DUNDAS, ON — When the three-year-old trotting colts line up behind the gate at Flamboro Downs on Sunday evening, Brantford resident Lowell Brown expects Trudel to deliver the kind of steady performance that has landed him in three of four stake finals this season.
“He’s been pretty steady all year,” says Brown. “I don’t know what he’s going to be like on a half-mile track, he hasn’t raced on one since last October when he was in the Grassroots Final at Western Fair and finished fifth, just beat two lengths for it all from the seven-hole.
“He trains on a half mile so I figure he can do the turns, it’s just how much he can do the four turns.”

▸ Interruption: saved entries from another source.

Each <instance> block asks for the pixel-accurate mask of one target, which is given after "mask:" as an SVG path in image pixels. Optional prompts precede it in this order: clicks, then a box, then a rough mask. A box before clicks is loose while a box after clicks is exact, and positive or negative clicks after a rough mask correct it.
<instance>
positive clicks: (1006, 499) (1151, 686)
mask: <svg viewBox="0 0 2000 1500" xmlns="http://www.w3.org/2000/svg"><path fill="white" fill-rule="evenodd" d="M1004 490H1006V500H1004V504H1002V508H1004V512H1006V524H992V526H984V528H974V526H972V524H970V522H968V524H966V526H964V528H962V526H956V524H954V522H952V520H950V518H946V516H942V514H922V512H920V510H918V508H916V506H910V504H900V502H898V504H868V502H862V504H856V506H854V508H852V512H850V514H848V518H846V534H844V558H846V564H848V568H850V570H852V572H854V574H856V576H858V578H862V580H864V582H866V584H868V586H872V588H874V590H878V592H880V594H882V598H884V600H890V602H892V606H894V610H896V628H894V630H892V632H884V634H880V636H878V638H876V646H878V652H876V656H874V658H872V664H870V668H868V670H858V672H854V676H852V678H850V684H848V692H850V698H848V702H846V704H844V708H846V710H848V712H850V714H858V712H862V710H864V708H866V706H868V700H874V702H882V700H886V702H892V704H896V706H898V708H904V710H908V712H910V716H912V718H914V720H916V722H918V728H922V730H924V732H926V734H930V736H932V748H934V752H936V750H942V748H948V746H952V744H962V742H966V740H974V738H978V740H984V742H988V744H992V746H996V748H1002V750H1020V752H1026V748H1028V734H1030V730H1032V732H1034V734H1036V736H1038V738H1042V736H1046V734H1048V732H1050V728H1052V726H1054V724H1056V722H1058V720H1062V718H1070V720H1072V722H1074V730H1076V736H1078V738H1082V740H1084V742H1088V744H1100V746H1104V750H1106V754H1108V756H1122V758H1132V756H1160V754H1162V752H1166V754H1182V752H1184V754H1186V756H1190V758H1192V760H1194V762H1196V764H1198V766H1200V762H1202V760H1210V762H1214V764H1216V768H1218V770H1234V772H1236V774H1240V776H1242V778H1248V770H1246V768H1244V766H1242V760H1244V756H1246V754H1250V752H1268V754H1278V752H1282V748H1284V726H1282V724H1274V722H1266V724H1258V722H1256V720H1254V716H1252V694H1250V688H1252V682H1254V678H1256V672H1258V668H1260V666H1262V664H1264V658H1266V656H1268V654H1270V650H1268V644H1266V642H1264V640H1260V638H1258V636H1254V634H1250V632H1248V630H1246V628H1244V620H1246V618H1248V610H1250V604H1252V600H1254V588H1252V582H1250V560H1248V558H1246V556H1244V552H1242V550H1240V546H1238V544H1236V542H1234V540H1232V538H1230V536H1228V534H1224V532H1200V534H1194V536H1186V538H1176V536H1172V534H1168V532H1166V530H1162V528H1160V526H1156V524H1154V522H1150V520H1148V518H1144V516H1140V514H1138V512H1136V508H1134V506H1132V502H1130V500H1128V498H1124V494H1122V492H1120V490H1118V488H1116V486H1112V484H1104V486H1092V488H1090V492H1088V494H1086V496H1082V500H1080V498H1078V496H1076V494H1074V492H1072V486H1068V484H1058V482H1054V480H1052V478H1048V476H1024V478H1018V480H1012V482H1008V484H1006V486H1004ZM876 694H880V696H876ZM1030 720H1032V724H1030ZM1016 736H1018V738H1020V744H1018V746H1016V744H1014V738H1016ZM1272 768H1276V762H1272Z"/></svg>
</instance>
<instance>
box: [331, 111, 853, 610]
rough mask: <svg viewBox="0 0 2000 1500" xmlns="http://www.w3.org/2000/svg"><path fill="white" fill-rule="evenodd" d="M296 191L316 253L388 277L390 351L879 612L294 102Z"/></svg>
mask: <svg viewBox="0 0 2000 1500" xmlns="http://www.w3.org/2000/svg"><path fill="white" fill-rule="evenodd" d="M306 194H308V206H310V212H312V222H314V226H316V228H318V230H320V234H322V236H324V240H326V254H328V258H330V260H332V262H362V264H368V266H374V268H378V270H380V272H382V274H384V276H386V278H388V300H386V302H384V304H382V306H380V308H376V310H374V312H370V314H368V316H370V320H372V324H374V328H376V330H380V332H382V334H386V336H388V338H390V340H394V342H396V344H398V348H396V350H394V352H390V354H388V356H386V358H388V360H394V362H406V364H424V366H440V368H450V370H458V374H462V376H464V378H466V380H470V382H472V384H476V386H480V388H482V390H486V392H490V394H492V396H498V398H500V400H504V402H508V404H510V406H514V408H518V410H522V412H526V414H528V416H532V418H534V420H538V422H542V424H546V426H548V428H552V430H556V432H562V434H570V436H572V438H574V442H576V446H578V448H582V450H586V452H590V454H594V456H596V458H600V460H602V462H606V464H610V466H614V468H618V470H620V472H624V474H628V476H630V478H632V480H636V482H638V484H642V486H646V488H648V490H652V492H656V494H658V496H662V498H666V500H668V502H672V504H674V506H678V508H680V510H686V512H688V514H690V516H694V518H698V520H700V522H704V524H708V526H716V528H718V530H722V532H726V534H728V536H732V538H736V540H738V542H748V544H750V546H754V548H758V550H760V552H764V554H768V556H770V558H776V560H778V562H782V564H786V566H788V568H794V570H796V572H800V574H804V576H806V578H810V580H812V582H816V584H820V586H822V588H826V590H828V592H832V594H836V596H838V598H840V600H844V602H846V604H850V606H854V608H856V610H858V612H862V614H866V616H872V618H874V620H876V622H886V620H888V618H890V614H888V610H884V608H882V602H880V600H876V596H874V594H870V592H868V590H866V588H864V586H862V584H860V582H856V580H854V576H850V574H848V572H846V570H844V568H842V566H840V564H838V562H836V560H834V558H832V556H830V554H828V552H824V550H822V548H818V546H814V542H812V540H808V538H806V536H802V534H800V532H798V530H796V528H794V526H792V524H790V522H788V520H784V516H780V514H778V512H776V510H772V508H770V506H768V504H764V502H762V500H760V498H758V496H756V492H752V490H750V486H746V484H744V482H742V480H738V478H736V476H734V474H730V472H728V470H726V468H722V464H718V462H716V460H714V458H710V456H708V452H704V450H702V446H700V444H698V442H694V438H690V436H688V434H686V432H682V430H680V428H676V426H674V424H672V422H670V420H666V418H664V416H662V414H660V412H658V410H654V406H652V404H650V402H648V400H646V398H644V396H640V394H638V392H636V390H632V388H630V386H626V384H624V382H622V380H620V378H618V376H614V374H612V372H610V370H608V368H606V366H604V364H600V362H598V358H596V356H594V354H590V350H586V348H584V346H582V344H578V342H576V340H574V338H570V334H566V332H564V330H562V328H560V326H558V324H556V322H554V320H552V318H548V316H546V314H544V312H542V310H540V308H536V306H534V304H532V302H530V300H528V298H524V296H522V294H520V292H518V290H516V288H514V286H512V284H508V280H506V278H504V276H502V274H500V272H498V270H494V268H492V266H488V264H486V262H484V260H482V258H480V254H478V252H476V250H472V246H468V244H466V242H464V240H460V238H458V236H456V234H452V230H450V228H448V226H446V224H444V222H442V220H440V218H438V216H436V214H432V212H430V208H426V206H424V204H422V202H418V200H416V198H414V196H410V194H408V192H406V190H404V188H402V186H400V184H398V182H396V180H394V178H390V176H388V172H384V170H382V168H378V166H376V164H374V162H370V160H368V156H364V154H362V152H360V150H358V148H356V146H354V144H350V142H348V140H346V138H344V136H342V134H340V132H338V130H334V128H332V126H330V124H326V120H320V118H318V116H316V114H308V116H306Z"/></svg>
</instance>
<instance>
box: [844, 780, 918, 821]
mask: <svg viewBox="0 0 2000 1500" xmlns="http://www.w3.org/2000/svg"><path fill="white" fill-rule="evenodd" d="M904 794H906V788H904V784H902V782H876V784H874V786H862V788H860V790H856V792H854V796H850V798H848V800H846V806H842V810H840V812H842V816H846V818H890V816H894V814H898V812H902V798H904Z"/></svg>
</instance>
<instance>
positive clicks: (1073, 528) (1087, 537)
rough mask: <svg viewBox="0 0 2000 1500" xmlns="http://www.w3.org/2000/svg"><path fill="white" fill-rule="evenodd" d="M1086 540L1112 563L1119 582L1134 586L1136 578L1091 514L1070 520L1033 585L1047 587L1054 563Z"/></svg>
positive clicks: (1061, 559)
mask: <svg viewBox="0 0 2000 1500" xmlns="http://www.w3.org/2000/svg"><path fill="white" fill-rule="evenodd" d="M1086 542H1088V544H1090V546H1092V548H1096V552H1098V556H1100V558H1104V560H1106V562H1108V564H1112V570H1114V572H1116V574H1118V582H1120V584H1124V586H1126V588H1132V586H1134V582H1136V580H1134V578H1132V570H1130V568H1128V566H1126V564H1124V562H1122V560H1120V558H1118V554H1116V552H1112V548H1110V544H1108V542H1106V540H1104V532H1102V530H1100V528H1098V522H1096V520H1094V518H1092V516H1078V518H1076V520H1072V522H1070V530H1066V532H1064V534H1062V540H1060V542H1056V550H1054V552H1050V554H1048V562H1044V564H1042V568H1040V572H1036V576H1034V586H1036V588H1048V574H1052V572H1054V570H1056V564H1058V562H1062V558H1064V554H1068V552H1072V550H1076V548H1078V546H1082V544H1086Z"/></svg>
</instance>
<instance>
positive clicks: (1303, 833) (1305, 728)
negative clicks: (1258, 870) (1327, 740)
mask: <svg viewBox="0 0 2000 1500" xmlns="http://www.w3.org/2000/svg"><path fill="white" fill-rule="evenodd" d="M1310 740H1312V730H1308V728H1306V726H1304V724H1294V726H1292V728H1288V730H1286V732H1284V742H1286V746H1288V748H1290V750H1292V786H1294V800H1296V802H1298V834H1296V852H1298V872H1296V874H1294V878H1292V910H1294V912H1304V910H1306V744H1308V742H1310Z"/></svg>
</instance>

Through nine starts this season Trudel has amassed a record of one win, two seconds and two thirds for earnings of $43,496. The only blemish on the gelding’s 2004 record came in the July 26 Gold Eliminations at Woodbine Racetrack where he made an early break which caused Brown to reconsider the decision to remove the trotting hopples from the Mr Lavec son’s equipment bag.
“He can trot as fast with or without the hopples, but he’s got about 5 per cent more with the security of the hopples at the start,” says Brown, who shares ownership on the gelding with fellow Brantford residents Gerald Walsh and Howard Staats. “When he made that break I thought I’d put the hopples back on. He wore them last year.”
Trudel prepped for Sunday’s event in a non-winners of three races event at Woodbine Racetrack on Aug. 9 where he finished second by a length in the 1:56.2 mile. The young trotter will be looking to advance to the Gold Final from Post 4 in the first of two $51,084 eliminations on Sunday’s program.
“If he gets in the top four I’ll be happy,” says Brown. “He’s in with tough company, that In Conchnito (Post 6) is a real nice horse. I don’t know how much gate speed he’s got from the six-hole, but I guess we’ll find out Sunday.”
Regular reinsman Jody Jamieson will steer Trudel on Sunday and Brown says the young driver has been instrumental in the gelding’s success both last season and through his sophomore campaign.
“Jody has been driving him all along and he gets along good with him,” says the conditioner. “Jody knows how to use him and how to keep him quiet before he goes to the gate. He can get a little rammy.”
Flamboro Downs’s first race swings in behind the starting gate at 6:20 pm Sunday and Trudel and his peers star in the fourth and ninth races. The top four finishers from each elimination will return to the Dundas oval on Aug. 22 for their fourth $130,000 Gold Final, part of the rich Confederation Cup program.